A 'gang header' contains three full block pointers, some padding, and then a trailing checksum. The whole thing is sized so that it takes up only a single 512-byte sector; I believe this means that gang headers in ashift=12 vdevs waste a bunch of space, or at least leave the remaining 3.5 Kb unused.
To understand more about gang blocks, we need to understand why
they're needed. As far as I know, this comes down to the fact that
ZFS files only ever have a single (logical) block size. If a file is less than the recordsize
(usually 128 Kb), it's in a single logical block of the appropriate
power of two size; once it hits recordsize
or greater, it's in a
number of recordsize
'd blocks. This means that writing new data
to most files normally requires allocating some size of contiguous
block (up to 128 Kb, but less if the data you're writing is
compressible).
(I believe that there is also metadata that's always unfragmented and may be in blocks up to 128 Kb.)
However, ZFS doesn't guarantee that a pool always has free 128 Kb chunks available, or in fact any particular size of chunk. Instead, free space can be fragmented; you might be unfortunate enough to have many gigabytes of free space, but all of it in fragments that were, say, 32 Kb and smaller. This is where ZFS needs to resort to gang blocks, basically in order to lie to itself about still writing single large blocks.
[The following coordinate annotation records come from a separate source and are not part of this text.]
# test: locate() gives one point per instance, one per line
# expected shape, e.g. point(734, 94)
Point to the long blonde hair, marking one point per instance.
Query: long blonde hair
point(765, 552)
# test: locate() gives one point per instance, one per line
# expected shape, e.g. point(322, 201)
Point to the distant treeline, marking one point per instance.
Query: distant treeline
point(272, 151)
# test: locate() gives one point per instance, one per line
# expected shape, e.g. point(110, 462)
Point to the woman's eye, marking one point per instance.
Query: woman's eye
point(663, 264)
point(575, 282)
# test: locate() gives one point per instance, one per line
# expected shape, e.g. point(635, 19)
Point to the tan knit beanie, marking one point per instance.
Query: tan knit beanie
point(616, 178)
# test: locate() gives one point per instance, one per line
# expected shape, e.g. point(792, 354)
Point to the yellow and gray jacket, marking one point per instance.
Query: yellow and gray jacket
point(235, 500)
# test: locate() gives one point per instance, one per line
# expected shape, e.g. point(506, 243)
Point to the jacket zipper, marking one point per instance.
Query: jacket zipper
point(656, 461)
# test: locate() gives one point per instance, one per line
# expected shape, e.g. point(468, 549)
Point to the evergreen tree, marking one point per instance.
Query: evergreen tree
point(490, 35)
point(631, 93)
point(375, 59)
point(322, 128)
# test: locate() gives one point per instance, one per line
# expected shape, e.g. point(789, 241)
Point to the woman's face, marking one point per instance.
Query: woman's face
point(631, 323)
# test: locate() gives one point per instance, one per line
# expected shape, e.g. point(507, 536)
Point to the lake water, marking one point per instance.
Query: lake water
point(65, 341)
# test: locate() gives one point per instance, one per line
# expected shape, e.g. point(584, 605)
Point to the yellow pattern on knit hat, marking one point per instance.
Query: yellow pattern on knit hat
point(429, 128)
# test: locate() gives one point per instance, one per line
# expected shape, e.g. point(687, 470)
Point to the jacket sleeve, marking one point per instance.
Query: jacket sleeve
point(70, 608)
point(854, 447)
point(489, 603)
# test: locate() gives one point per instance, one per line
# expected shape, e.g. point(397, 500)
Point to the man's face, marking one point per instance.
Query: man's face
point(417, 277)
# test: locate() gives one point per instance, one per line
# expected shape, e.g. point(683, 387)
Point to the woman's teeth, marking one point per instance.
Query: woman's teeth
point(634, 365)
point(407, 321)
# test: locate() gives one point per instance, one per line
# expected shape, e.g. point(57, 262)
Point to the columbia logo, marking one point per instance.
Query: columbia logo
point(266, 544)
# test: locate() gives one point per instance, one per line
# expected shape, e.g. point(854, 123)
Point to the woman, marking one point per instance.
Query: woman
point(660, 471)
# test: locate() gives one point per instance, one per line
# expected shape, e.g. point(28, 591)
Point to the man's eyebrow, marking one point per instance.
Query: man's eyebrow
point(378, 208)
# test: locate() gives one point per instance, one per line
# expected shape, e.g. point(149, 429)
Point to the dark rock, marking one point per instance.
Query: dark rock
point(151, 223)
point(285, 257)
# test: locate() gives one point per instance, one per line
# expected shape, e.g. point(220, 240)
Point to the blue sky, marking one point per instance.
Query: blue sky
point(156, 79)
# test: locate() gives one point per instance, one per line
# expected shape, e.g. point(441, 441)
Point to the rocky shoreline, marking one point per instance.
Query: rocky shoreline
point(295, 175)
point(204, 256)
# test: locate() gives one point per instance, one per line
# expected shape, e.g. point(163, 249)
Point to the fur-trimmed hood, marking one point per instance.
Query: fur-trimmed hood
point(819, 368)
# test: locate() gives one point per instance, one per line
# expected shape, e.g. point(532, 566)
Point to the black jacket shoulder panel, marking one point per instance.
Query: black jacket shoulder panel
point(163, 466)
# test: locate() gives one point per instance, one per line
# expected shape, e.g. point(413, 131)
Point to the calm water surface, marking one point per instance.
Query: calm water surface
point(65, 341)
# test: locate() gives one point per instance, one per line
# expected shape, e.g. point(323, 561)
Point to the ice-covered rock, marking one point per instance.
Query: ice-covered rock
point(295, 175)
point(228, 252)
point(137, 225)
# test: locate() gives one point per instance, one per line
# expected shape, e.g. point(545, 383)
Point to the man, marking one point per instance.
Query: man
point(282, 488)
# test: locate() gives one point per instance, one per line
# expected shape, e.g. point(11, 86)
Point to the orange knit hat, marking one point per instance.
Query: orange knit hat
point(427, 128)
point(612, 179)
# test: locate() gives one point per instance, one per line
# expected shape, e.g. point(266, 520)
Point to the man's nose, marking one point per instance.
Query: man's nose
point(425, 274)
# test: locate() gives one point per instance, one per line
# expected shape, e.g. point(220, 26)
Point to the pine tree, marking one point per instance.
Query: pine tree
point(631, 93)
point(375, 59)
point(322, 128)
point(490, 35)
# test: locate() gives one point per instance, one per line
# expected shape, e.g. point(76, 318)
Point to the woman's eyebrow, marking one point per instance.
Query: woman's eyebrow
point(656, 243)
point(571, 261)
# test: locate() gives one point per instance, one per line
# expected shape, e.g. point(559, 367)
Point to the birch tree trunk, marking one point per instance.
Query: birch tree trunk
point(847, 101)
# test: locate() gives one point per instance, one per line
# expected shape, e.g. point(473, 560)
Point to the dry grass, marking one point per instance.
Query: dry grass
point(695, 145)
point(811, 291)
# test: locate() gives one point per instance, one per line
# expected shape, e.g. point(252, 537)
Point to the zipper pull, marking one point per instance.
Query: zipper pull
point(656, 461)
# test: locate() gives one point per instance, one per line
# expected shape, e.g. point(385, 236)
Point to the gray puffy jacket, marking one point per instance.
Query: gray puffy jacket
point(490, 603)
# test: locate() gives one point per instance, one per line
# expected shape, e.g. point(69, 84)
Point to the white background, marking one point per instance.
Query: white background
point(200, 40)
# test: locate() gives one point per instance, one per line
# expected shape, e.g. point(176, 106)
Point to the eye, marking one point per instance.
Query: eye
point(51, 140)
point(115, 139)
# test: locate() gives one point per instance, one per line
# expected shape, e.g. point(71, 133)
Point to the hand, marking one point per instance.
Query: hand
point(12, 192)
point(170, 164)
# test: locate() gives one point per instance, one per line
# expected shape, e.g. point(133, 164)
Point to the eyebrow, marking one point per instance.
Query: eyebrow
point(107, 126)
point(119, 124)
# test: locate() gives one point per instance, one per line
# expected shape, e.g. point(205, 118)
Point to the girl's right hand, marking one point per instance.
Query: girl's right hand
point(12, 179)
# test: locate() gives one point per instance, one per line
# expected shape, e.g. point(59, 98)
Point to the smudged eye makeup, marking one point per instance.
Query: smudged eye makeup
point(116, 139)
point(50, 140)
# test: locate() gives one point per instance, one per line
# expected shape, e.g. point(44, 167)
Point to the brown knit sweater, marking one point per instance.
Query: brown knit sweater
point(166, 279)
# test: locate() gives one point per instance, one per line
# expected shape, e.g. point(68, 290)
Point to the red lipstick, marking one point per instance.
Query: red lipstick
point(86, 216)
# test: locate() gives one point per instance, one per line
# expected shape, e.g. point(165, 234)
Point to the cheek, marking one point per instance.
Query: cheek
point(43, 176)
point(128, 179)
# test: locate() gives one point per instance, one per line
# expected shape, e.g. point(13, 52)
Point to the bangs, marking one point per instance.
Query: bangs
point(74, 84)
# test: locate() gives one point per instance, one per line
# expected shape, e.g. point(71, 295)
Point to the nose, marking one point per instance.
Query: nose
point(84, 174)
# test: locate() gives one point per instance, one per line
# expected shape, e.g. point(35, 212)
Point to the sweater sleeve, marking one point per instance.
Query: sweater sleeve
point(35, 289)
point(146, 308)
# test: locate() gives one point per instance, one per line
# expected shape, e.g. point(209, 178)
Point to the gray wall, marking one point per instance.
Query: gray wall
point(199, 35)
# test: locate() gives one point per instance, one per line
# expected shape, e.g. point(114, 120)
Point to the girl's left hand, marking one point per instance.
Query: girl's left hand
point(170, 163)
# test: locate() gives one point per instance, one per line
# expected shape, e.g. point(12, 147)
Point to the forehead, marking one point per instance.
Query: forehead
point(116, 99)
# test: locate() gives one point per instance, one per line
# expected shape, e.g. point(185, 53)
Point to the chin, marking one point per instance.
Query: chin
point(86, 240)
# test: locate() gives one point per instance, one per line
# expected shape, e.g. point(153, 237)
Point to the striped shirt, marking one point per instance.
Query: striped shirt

(Before I get too snarky, I should say that this lie probably simplifies the life of higher level code a fair bit. Rather than have a whole bunch of data and metadata handling code that has to deal with all sorts of fragmentation, most of ZFS can ignore the issue and then lower level IO code quietly makes it all work. Actually using gang blocks should be uncommon.)
All of this explains why the gang block bit is a property of the DVA, not of anything else. The DVA is where space gets allocated, so the DVA is where you may need to shim in a gang block instead of getting a contiguous chunk of space. Since different vdevs generally have different levels of fragmentation, whether or not you have a contiguous chunk of the necessary size will often vary from vdev to vdev, which is the DVA level again.
One quiet complication created by gang blocks is that according to comments in the source code, the gang members may not wind up on the same vdev as the gang header (although ZFS tries to keep them on the same vdev because it makes life easier). This is different from regular blocks, which are always only on a single vdev (although they may be spread across multiple disks if they're on a raidz vdev).
Gang blocks have some space overhead compared to regular blocks (in addition to being more fragmented on disk), but how much is quite dependent on the situation. Because each gang header can only point to three gang member blocks, you may wind up needing multiple levels of nested gang blocks if you have an unlucky combination of fragmented free space and a large block to write. As an example, suppose that you need to write a 128 Kb block and the pool only has 32 Kb chunks free. 128 Kb requires four 32 Kb chunks, which is more than a single gang header can point to, so you need a nested gang block; your overhead is two sectors for the two gang headers needed. If the pool was more heavily fragmented, you'd need more nested gang blocks and the overhead would go up. If the pool had a single 64 Kb chunk left, you could have written the 128 Kb with two 32 Kb chunks and the 64 Kb chunk and thus not needed the nested gang block with its additional gang header.
(Because ZFS only uses a gang block when the space required isn't available in a contiguous block, gang blocks are absolutely sure to be scattered on the disk.)
PS: As far as I can see, a pool doesn't keep any statistics on how many times gang blocks have been necessary or how many there currently are in the pool.